I live in a very small town, a village really, which retains that character even though it is in close proximity to Atlanta. This is a close-knit community and people here often go all out for holidays. For example, my household’s contribution to Halloween was a giant spider on the house.
Naturally, this town is lit up for the winter holidays* like a teeny, tiny Las Vegas. I decided I wanted to join in, but while our tree is straightforwardly syncretic, and I could have just strung up some lights, I thought I’d go for something more…Pagany. To be specific, I decided what we needed was a large sun made of lights to hang on the back of the house, big enough so it will reflect in the lake and can be seen from the other shore. (The lake isn’t all that big, in fact “lake” is more of an honorific than an accurate description). Strangely, no one had any ready-made light-up suns for sale. They had reindeer, snowmen, and sleighs galore (none of which are common to Georgia), but no sun (which IS). You’d think they didn’t realize this is all about the winter solstice when you get down to it.
Even more surprising to me, when I went looking for directions on how to make my own, they didn’t seem to exist. Surely, I thought, I am not the first Pagan to want to let the whole neighborhood know that WE know the REAL reason for the season** in this house, via electric light display. Surely, someone has trod this path before me.
Be that as it may, I could not find any directions for how to make an electric Yule display anywhere. This did not deter me. I wrought, and was victorious, and am willing to share my knowledge with you, my gentle and discerning readers.

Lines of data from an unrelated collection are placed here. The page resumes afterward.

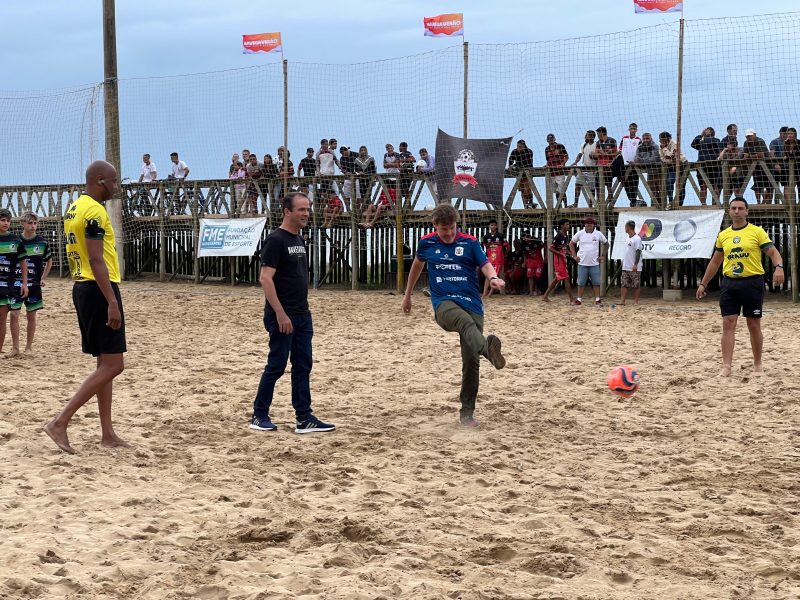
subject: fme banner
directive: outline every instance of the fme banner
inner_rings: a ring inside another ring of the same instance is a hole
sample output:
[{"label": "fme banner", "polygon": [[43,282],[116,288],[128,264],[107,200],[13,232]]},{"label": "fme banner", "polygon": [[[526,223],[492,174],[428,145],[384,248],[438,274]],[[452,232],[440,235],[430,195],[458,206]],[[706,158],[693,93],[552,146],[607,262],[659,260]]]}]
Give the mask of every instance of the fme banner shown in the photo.
[{"label": "fme banner", "polygon": [[197,256],[253,256],[266,223],[266,217],[200,219]]},{"label": "fme banner", "polygon": [[711,258],[719,234],[722,210],[671,210],[619,213],[611,258],[625,254],[625,223],[633,221],[642,238],[642,258]]}]

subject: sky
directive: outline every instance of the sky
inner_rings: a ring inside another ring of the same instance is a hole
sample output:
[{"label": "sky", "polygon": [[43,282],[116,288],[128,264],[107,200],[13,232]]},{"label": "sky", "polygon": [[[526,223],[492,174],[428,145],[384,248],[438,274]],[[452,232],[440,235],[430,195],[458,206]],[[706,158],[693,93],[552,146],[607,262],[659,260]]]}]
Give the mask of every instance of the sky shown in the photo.
[{"label": "sky", "polygon": [[[434,144],[437,127],[459,134],[461,40],[422,32],[424,16],[449,12],[464,13],[470,42],[471,135],[525,136],[539,163],[549,131],[574,154],[583,130],[600,124],[618,138],[630,120],[640,133],[675,128],[678,16],[636,15],[632,0],[116,4],[128,177],[138,176],[144,151],[162,174],[169,152],[180,151],[197,177],[224,176],[230,154],[245,146],[275,153],[283,139],[279,57],[242,54],[243,33],[283,34],[295,162],[329,135],[366,143],[379,157],[387,141],[397,146],[407,137],[415,150]],[[769,141],[796,114],[790,98],[800,59],[780,41],[796,30],[783,30],[780,18],[730,27],[699,20],[783,13],[798,10],[797,1],[684,4],[684,135],[737,120],[740,128],[768,129],[759,134]],[[29,152],[52,158],[46,181],[79,180],[102,152],[102,104],[92,87],[103,77],[101,7],[99,0],[0,2],[0,139],[15,142],[14,152],[0,149],[0,183],[44,177],[27,161],[16,164]],[[187,74],[208,75],[180,77]],[[65,88],[75,89],[38,91]]]}]

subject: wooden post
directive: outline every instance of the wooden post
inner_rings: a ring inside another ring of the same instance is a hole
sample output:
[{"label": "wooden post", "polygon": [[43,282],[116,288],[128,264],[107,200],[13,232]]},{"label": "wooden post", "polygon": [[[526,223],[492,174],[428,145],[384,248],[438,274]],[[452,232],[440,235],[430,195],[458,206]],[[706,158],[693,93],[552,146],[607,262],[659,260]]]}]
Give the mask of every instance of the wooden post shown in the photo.
[{"label": "wooden post", "polygon": [[[114,0],[103,0],[103,112],[105,119],[106,160],[114,165],[122,180],[119,142],[119,93],[117,90],[117,28]],[[125,277],[125,253],[122,231],[122,201],[106,202],[106,211],[114,228],[119,257],[119,272]]]},{"label": "wooden post", "polygon": [[[789,194],[787,195],[788,208],[789,208],[789,264],[791,265],[792,273],[792,302],[797,304],[800,302],[800,290],[797,289],[798,275],[797,275],[797,163],[791,161],[789,163]],[[786,257],[783,257],[786,262]]]},{"label": "wooden post", "polygon": [[[463,37],[462,37],[463,39]],[[469,132],[469,42],[464,42],[464,139]],[[461,231],[467,229],[467,199],[462,199]]]},{"label": "wooden post", "polygon": [[[397,199],[400,200],[400,178],[394,180],[395,189],[397,190]],[[406,261],[403,252],[403,203],[396,202],[394,207],[395,223],[397,224],[397,233],[395,246],[397,253],[397,291],[402,294],[405,291],[406,281]]]}]

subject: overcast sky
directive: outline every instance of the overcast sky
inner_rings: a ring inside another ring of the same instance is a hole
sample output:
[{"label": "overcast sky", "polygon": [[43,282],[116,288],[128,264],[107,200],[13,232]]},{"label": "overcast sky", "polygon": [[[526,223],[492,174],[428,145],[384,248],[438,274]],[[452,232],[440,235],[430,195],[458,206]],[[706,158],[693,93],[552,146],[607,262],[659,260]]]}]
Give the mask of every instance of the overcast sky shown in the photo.
[{"label": "overcast sky", "polygon": [[[477,44],[532,42],[673,21],[636,15],[632,0],[117,0],[120,78],[178,75],[277,60],[241,53],[243,33],[281,31],[290,61],[352,63],[443,48],[423,16],[463,12]],[[501,7],[501,8],[498,8]],[[687,19],[798,10],[797,0],[685,0]],[[103,78],[101,0],[0,1],[0,89],[32,90]]]},{"label": "overcast sky", "polygon": [[[707,125],[721,137],[737,122],[767,141],[797,125],[800,53],[788,40],[800,13],[742,15],[799,4],[685,1],[689,159]],[[460,135],[461,40],[422,28],[424,16],[449,12],[464,13],[470,42],[472,137],[524,137],[543,164],[549,132],[572,156],[599,125],[617,138],[632,120],[640,133],[675,132],[679,15],[636,15],[632,0],[117,0],[122,174],[138,178],[143,152],[161,177],[169,152],[180,152],[192,178],[225,177],[244,147],[276,154],[280,57],[242,54],[243,33],[283,34],[295,164],[321,137],[366,144],[380,165],[387,142],[408,141],[416,154],[433,148],[437,128]],[[101,22],[101,0],[0,0],[0,140],[13,140],[0,144],[0,183],[80,181],[103,156],[102,94],[92,87],[103,78]],[[24,160],[39,154],[47,169]]]}]

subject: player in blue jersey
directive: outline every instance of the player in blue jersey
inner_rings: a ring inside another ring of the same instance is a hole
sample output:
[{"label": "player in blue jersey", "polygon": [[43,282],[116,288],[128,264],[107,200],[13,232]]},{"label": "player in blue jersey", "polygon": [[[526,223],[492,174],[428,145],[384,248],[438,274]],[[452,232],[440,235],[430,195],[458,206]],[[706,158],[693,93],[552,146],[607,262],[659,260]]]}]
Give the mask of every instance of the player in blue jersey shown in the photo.
[{"label": "player in blue jersey", "polygon": [[436,322],[445,331],[458,332],[461,339],[461,413],[465,427],[478,427],[473,413],[478,396],[480,357],[495,368],[506,366],[500,338],[483,336],[483,301],[478,287],[480,269],[491,288],[501,290],[506,283],[497,276],[480,242],[458,231],[458,213],[450,204],[440,204],[431,213],[435,232],[423,237],[408,275],[403,296],[403,312],[411,312],[411,294],[422,268],[428,265],[428,285]]},{"label": "player in blue jersey", "polygon": [[[33,349],[33,336],[36,334],[36,312],[44,308],[42,288],[45,285],[45,281],[47,281],[47,276],[50,274],[50,269],[53,268],[53,253],[47,240],[36,234],[39,217],[29,212],[22,215],[21,220],[22,236],[20,239],[25,247],[25,258],[28,263],[28,296],[24,300],[25,316],[28,320],[28,337],[25,341],[25,352],[30,352]],[[21,265],[17,265],[16,279],[21,284]],[[19,312],[11,313],[11,321],[12,323],[15,320],[17,321],[17,328],[19,328]]]}]

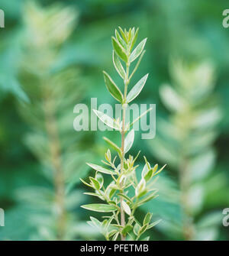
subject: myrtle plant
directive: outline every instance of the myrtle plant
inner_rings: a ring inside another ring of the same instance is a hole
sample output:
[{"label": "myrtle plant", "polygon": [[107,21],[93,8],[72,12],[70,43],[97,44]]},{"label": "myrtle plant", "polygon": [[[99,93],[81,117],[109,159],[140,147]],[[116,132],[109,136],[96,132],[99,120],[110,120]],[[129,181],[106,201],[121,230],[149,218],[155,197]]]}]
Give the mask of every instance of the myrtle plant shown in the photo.
[{"label": "myrtle plant", "polygon": [[[140,154],[134,157],[125,155],[131,148],[134,139],[134,130],[132,128],[135,122],[137,122],[145,113],[139,116],[132,123],[125,120],[126,110],[128,104],[132,102],[144,88],[148,74],[140,79],[128,92],[133,75],[137,70],[142,57],[145,53],[144,50],[147,38],[144,39],[133,50],[137,41],[138,29],[135,31],[130,28],[124,31],[119,28],[118,32],[115,30],[115,37],[112,37],[113,45],[113,63],[124,81],[123,92],[115,84],[111,76],[103,72],[105,83],[110,94],[121,104],[121,118],[117,120],[99,111],[94,110],[98,118],[108,127],[119,131],[121,134],[121,147],[117,145],[107,138],[104,138],[110,147],[115,150],[116,155],[111,155],[110,149],[105,154],[105,160],[102,162],[106,167],[88,164],[95,170],[94,177],[89,177],[89,182],[82,180],[82,182],[90,188],[95,190],[94,193],[85,193],[87,195],[97,196],[103,203],[93,203],[82,206],[82,208],[99,212],[111,212],[111,215],[105,214],[102,217],[102,222],[90,217],[89,224],[96,227],[103,234],[107,240],[122,241],[128,240],[148,240],[149,237],[144,237],[144,234],[153,227],[159,221],[150,223],[152,213],[146,214],[143,222],[137,220],[134,215],[136,209],[141,205],[157,196],[157,190],[153,187],[154,177],[163,169],[158,170],[158,165],[151,167],[144,157],[145,165],[141,171],[141,179],[137,180],[136,170],[137,158]],[[131,72],[131,64],[138,58],[135,67]],[[123,66],[124,63],[124,67]],[[119,160],[117,160],[118,156]],[[105,185],[103,174],[109,175],[111,181]]]},{"label": "myrtle plant", "polygon": [[[153,155],[166,160],[178,171],[182,219],[169,222],[165,232],[177,239],[216,239],[221,225],[221,212],[205,212],[208,197],[218,191],[215,184],[216,152],[213,144],[221,118],[214,93],[214,68],[211,63],[187,63],[180,59],[170,61],[172,86],[160,86],[163,104],[171,112],[167,119],[158,119],[158,134],[149,141]],[[209,206],[208,206],[209,211]]]},{"label": "myrtle plant", "polygon": [[[79,67],[60,57],[77,16],[76,10],[61,5],[42,7],[31,1],[24,7],[26,40],[18,76],[29,100],[20,102],[19,109],[30,128],[24,142],[40,164],[44,180],[40,186],[17,193],[32,212],[28,219],[36,232],[29,239],[86,239],[93,235],[73,213],[83,199],[76,186],[89,169],[82,160],[92,157],[89,150],[82,150],[82,134],[73,129],[73,105],[85,93],[83,77]],[[62,66],[56,66],[60,62]]]}]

For this purpose, you will need:
A hula hoop (I used a small one, 27″ in diameter)
Eight wire coat hangers
Rope lights (two 18′ strings were just about right for one this size; if you use a bigger hoop, you will need more).
First straighten out the coat hangers and shape them into triangle-ish shapes for the rays. You can attach them loosely to the hoop by twisting the ends around it and tightening with pliers, but the florists wire will help you secure them so they won’t slide. If you’re making a bigger sun, consider using something stronger to make a cross in the middle; this will allow you to anchor a spiral with the extra footage of lights.
Here’s how it looks at that stage:
Note that the “rays” are attached in opposing pairs; it’s easier to keep them more or less even if you start with one, then another on the opposite side, then the next two cross-ways so you have a solar cross going. Then put in the cross-quarters
The next step is to attach the rope lights. Fastening them with zip-ties is secure and doesn’t block the light too much. I went around the circle first, then the rays; I used one zip-tie on each side of each ray, one at the tip, and then two on each side close to the tip to encourage it to look more like a ray of the sun and less like a flower petal.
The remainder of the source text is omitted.